Zaten Putperestliğin tarihine baktığımızda ilk heykellerin tapınmak değil, bakarak dünyadan göçmüş insanları yad etmek amaçlı dikildiğini görürüz, gerisini Büyüğümüz Servet Turgut’tan aktaralım:

‘’Kuran’ı Kerim’de geçen Vedd, Süva, Yağus, Yauk ve Nesr gibi putlar isimlerini, rivayete göre Hz. Adem’den sonra iyi amelli salih kişilerden almışlardır. Bunların, öldükten sonra ardında kalan bir kısım adamları ‘Keşke onların suretlerini bize bir yontan olsaydı da, bakarak onları hatırlasak ve kendimizi ibadete teşvik etmiş olsaydık’ demiş, bu dileklerine de Şeytan’a aklını kiraya vermiş bir Kabiloğlu, yontuculuktaki maharetini göstererek karşılık vermişti. 1. ve 2. asırlar boyunca peyder pey artan tazim kuvvetiyle beraber etrafında koşularak dolaşılan bu heykeller, 3. asırda birer şefaat ve şerik koşma aracı haline getirilmiş ve Hz. İdris’in gönderilmesine yol veren olayların cürüfatı pelteleşmeye başlamıştı. Bu pelte, putperestliğe her devirde evrim ve mutasyonlar geçirten bir macun gibi karılmış ve örtülü sahte ilahlar olarak kalp ve zihinlerde, aleni mabutlar vasfıyla da meydanlarda heykeller halinde yükseltilmiştir.’’

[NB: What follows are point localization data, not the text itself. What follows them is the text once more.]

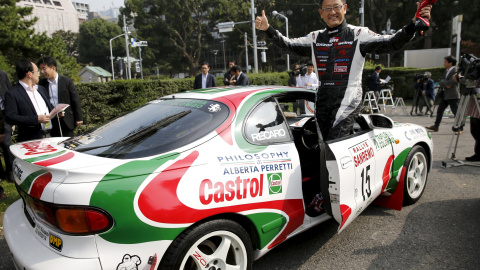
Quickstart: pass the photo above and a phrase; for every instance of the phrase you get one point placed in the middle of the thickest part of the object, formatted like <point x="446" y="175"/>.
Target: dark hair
<point x="49" y="61"/>
<point x="235" y="68"/>
<point x="23" y="67"/>
<point x="451" y="59"/>
<point x="321" y="2"/>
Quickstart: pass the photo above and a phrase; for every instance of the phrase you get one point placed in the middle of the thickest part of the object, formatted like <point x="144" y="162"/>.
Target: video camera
<point x="302" y="70"/>
<point x="469" y="67"/>
<point x="418" y="76"/>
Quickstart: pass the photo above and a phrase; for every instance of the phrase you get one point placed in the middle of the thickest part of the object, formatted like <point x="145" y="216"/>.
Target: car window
<point x="158" y="127"/>
<point x="266" y="124"/>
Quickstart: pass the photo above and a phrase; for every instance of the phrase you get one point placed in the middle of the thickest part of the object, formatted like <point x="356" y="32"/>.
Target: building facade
<point x="83" y="9"/>
<point x="53" y="15"/>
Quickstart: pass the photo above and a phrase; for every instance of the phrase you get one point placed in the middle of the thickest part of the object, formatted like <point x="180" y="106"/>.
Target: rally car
<point x="206" y="179"/>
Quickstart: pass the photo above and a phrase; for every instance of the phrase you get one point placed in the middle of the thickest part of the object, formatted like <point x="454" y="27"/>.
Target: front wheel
<point x="217" y="244"/>
<point x="415" y="175"/>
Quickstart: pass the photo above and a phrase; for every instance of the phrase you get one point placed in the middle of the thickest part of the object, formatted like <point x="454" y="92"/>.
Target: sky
<point x="100" y="5"/>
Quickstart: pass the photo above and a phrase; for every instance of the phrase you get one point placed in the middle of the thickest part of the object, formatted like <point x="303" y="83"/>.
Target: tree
<point x="70" y="39"/>
<point x="178" y="25"/>
<point x="18" y="40"/>
<point x="94" y="42"/>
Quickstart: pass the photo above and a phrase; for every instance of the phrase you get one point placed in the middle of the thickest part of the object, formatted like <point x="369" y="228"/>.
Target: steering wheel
<point x="310" y="134"/>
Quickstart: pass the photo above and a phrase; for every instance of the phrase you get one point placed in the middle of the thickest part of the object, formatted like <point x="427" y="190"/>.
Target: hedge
<point x="104" y="101"/>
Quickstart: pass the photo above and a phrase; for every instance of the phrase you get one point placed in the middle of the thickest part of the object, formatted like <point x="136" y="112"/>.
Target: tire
<point x="416" y="175"/>
<point x="210" y="245"/>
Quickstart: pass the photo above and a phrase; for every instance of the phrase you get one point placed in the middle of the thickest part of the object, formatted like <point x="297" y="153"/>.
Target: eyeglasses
<point x="336" y="8"/>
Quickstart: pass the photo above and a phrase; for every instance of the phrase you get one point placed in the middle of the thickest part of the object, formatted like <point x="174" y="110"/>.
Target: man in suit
<point x="449" y="93"/>
<point x="5" y="128"/>
<point x="27" y="105"/>
<point x="375" y="81"/>
<point x="228" y="75"/>
<point x="60" y="89"/>
<point x="238" y="78"/>
<point x="204" y="80"/>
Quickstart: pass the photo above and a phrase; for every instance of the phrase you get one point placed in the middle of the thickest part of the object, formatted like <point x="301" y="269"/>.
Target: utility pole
<point x="255" y="56"/>
<point x="125" y="29"/>
<point x="246" y="53"/>
<point x="362" y="13"/>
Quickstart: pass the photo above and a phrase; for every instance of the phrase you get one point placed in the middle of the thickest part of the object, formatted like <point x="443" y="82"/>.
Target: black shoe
<point x="473" y="158"/>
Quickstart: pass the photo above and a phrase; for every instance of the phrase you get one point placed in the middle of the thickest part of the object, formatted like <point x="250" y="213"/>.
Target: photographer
<point x="448" y="94"/>
<point x="426" y="92"/>
<point x="475" y="124"/>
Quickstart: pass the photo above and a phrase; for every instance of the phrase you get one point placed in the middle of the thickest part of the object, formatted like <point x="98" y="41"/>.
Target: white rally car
<point x="207" y="179"/>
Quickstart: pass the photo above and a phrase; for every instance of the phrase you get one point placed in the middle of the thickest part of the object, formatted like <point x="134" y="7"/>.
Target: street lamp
<point x="111" y="55"/>
<point x="275" y="13"/>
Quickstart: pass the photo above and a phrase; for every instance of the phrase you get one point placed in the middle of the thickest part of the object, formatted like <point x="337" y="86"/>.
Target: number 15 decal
<point x="366" y="183"/>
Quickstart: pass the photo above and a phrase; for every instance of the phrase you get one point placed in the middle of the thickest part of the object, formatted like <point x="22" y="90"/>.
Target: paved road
<point x="441" y="231"/>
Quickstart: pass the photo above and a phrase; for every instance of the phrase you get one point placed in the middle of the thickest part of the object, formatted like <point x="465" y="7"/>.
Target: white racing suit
<point x="338" y="55"/>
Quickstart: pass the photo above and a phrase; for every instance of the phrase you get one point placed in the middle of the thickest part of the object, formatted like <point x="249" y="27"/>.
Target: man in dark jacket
<point x="5" y="128"/>
<point x="238" y="77"/>
<point x="60" y="89"/>
<point x="449" y="94"/>
<point x="426" y="93"/>
<point x="27" y="105"/>
<point x="228" y="74"/>
<point x="204" y="79"/>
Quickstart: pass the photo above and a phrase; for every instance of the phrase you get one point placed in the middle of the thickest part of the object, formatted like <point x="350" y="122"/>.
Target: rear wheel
<point x="215" y="245"/>
<point x="415" y="175"/>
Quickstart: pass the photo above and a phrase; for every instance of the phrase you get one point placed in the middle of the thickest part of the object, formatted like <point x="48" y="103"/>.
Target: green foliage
<point x="18" y="40"/>
<point x="70" y="39"/>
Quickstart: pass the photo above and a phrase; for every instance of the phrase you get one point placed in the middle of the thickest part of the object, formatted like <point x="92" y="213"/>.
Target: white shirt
<point x="204" y="80"/>
<point x="311" y="79"/>
<point x="53" y="91"/>
<point x="300" y="81"/>
<point x="38" y="102"/>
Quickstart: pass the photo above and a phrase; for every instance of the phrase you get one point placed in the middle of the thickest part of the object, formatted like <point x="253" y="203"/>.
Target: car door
<point x="351" y="165"/>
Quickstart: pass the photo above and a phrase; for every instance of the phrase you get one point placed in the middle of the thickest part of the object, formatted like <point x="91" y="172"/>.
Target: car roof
<point x="226" y="91"/>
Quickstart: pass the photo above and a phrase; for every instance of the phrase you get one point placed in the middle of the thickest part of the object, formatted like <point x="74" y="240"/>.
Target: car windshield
<point x="157" y="127"/>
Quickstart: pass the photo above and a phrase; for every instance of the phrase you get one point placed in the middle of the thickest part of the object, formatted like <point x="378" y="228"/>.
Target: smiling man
<point x="338" y="53"/>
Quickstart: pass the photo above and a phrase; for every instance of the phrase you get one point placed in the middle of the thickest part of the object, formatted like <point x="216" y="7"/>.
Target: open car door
<point x="356" y="168"/>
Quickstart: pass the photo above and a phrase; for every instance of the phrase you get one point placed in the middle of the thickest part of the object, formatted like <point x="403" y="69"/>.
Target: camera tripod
<point x="415" y="103"/>
<point x="467" y="95"/>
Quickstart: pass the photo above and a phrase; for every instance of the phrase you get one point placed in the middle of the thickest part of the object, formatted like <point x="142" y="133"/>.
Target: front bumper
<point x="28" y="253"/>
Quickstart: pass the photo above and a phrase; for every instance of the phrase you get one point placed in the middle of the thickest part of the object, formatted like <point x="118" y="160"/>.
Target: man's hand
<point x="43" y="118"/>
<point x="261" y="23"/>
<point x="425" y="12"/>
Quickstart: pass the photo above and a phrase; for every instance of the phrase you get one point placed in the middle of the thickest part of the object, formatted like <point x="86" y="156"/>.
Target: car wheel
<point x="216" y="245"/>
<point x="415" y="175"/>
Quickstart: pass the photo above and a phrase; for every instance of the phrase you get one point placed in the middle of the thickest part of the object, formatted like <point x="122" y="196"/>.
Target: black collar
<point x="338" y="29"/>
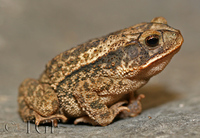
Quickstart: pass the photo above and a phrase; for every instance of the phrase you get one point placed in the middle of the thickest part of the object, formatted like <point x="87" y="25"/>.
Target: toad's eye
<point x="152" y="40"/>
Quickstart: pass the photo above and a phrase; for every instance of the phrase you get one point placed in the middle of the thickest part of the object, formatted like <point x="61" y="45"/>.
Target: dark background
<point x="32" y="32"/>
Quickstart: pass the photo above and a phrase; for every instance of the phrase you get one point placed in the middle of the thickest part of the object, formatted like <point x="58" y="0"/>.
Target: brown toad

Rivayeti okuduğumuzda Şeytan’ın heykeldeki taktiğinin ne kadar da tanıdık olduğunu görürüz. Ölmüş devlet büyüklerine bakarak hatırlamanın ilerde onlara tapınma şeklini alacak bir şeytan tohumu olmadığını kim iddia edebilir? Geçelim.

Hülasa, İslam heykeli yasaklamış, ‘La İlahe...’ diyerek, putların hükmünü en başta koymuştur. Siyer ve Megazi tarihimiz İslam’ın güçlü ve güçsüz tüm reel politik durumlarında, heykelleri yıkıcı eylemlerle doludur. İslam’ın en güçsüz olduğu devir ve yerde, Hicret’ten önce Mekke’de bizzat Şari (s.a.v) ve Hz. Ali (k.v) tarafından bir gece vakti Kabe’nin üzerindeki heykel sökülüp, yerde parçalanmıştır. Hicret’ten sonra Kuba’da Sehl bin Huneyf’in (r.a) geceleyin müşriklerin tahtadan putlarını kırıp, parçalarını da yakması, faydalanması için kimsesiz bir insana getirdiği bilinmektedir. Mekke’nin fethinden sonra Hz. Peygamber’in (s.a.v) çeşitli beldelerdeki putların yıkılması için Seriyye’ler çıkardığı bilinmekte ve daha nice nice örnekler İslam tarihimizde bulunmaktadır da heykel dikici ve tasdik edici bir örnek yer almamaktadır.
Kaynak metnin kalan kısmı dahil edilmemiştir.